Wearing a pink sari, a fresh gajra and a maroon bindi, Soha Ali Khan looked gorgeous and happy standing next to her husband Kunal Khemu, who was dressed in a white kurta. The occasion marked her baby shower as well as Id festivities. While Soha uploaded the pictures sharing her happiness on Instagram and Twitter, trolls decided to give the lovely affair a very different colour.
Soha was trolled for not wearing the ‘right colour’ on Id and looking ‘too Hindu’. Her choice of clothes, apparently, did not resonate with her ‘Muslim identity’. From telling her to not use the Khan surname to saying that it doesn’t look like it’s Id, her Instagram page turned into a debate forum on the Hindu-Muslim identity.
But to what extent can one compartmentalise certain outfits for certain religions? Celebrity stylist Rishi Raj says, “If you look at the photo, Soha is wearing a beautiful outfit and Kunal is wearing a Lucknowi kurta. Even if Soha is not making an intentional statement, the photo does make a statement. They are in love and accepting two different cultures. Why is no one commenting on Kunal’s kurta? It’s not a very traditional kurta that asserts his Hindu identity.”

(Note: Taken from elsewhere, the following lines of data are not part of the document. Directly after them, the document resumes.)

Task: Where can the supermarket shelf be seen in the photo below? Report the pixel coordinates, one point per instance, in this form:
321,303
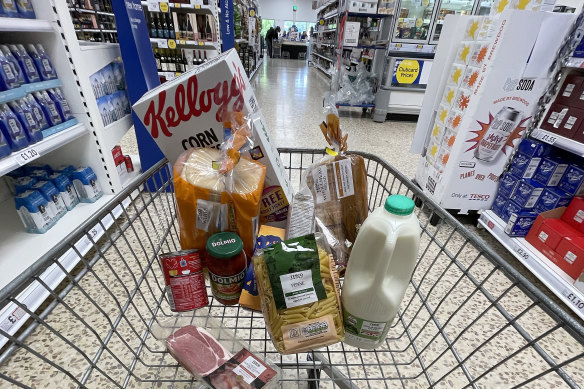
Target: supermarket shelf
323,57
373,16
29,248
190,7
43,147
18,24
355,105
258,66
316,65
547,272
558,141
90,11
163,43
574,62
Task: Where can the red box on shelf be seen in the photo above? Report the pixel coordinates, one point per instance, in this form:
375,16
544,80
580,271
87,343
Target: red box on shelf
574,214
571,256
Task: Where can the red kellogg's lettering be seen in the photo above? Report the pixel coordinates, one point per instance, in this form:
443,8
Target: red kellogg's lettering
161,118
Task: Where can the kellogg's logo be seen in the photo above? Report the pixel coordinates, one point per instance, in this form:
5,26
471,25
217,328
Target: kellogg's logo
189,102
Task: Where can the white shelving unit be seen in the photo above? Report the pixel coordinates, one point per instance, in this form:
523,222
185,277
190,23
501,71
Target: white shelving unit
552,276
559,141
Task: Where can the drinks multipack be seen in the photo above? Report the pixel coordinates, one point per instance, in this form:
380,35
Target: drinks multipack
32,209
86,185
12,129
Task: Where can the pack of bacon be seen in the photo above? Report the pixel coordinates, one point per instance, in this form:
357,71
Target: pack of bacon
245,235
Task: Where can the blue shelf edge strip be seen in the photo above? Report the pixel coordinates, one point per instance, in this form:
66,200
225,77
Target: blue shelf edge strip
356,105
59,127
21,91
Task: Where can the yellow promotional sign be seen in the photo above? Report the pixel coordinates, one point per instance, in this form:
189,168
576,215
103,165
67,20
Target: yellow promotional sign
407,71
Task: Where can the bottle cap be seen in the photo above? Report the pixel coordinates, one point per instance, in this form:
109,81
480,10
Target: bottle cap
399,205
224,245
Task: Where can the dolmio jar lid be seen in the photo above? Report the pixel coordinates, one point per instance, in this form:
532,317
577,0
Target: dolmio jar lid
224,245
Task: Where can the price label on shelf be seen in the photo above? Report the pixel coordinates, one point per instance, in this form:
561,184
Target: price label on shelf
25,156
153,5
574,300
544,136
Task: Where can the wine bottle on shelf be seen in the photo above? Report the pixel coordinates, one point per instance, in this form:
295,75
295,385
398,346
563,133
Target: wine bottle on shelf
170,24
163,61
190,32
208,30
152,26
164,26
157,58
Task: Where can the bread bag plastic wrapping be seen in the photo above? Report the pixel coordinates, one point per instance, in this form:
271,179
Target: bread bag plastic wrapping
338,183
299,290
218,190
210,352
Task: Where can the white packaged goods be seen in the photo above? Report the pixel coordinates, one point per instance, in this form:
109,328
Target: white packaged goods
189,111
379,271
492,105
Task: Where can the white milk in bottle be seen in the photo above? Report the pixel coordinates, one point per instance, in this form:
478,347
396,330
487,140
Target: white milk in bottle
379,270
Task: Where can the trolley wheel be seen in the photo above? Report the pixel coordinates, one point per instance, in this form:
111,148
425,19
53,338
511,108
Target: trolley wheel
434,219
313,375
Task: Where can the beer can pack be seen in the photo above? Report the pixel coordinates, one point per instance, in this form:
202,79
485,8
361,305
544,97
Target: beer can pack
184,279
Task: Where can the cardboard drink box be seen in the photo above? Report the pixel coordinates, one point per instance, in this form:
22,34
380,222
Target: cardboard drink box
188,111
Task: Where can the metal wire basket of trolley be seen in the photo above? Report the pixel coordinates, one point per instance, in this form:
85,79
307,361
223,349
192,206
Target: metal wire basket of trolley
468,318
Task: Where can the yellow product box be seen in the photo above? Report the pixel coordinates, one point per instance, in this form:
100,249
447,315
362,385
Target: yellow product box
249,294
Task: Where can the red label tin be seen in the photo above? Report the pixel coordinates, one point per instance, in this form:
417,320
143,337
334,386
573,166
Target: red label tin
185,282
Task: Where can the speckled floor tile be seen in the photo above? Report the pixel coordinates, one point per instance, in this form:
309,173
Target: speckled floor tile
461,319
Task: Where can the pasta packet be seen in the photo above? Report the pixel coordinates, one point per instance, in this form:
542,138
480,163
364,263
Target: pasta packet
210,352
299,289
338,183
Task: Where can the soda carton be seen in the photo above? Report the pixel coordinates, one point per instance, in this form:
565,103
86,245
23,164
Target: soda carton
189,111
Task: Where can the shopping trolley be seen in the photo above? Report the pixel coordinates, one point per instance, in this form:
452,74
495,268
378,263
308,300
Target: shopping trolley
468,319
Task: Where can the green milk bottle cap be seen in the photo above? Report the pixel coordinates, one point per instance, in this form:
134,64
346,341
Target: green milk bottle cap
399,205
224,245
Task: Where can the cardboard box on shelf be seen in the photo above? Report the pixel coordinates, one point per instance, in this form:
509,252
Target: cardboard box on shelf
189,111
574,214
571,252
572,182
550,171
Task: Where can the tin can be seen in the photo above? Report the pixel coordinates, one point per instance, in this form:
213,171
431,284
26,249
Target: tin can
185,282
497,134
129,164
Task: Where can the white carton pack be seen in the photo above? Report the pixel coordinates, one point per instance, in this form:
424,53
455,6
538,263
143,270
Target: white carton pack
188,111
502,102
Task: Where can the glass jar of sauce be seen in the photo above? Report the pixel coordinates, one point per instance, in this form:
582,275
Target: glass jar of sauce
227,263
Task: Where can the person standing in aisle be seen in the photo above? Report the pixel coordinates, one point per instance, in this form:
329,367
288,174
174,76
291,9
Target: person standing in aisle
270,35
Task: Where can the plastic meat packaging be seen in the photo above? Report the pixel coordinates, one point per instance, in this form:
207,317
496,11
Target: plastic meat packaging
338,184
218,191
299,289
211,353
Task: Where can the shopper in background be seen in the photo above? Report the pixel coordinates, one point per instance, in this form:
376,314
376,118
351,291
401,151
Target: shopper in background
270,35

Rishi Raj thinks that trolls have a lot of free time in their hands to be commenting on the wrong things, “What one really should take offense to is the people who have no clothes on due to poverty. Why don’t these trolls put their energy into that? If a person chooses to wear an outfit on a particular occasion, personal or religious, it should be entirely their choice. And Soha belongs to a family that has people from different religious and regional backgrounds. It’s ridiculous that people decided to troll her for this,” he adds.
Designer Nida Mahmood reiterates the point, “Nobody has any monopoly on any kind of clothes. Anyone can wear what they like to wear. Even if she is following a faith that is adopted, tolerance has to come into play. Be it a Hindu or a Muslim, choices related to clothes is not limited because of one’s identity. How are these trolls the guards of any religion? Everyone’s life and identity is so different from others that no one has the right to judge others. Even if one is a public figure and under scrutiny most of the time, no one can take away their personal choices. Pink colour belongs to me as much as it belongs or someone sitting in Timbuktu.”
Actress Vahbbiz Dorabjee, on contrary, thinks that this is not related to the growing communal mindset, “There is a dark side to the Internet and over there people think that they can say whatever they like. I think people have forgotten that this is a democratic country. Each to his own, and ‘live and let live.’ Soha knows what she is doing. She looks very beautiful but these trolls are just out there to get you. The culture of trolling is increasing everyday. We need to tell the haters to get a life.”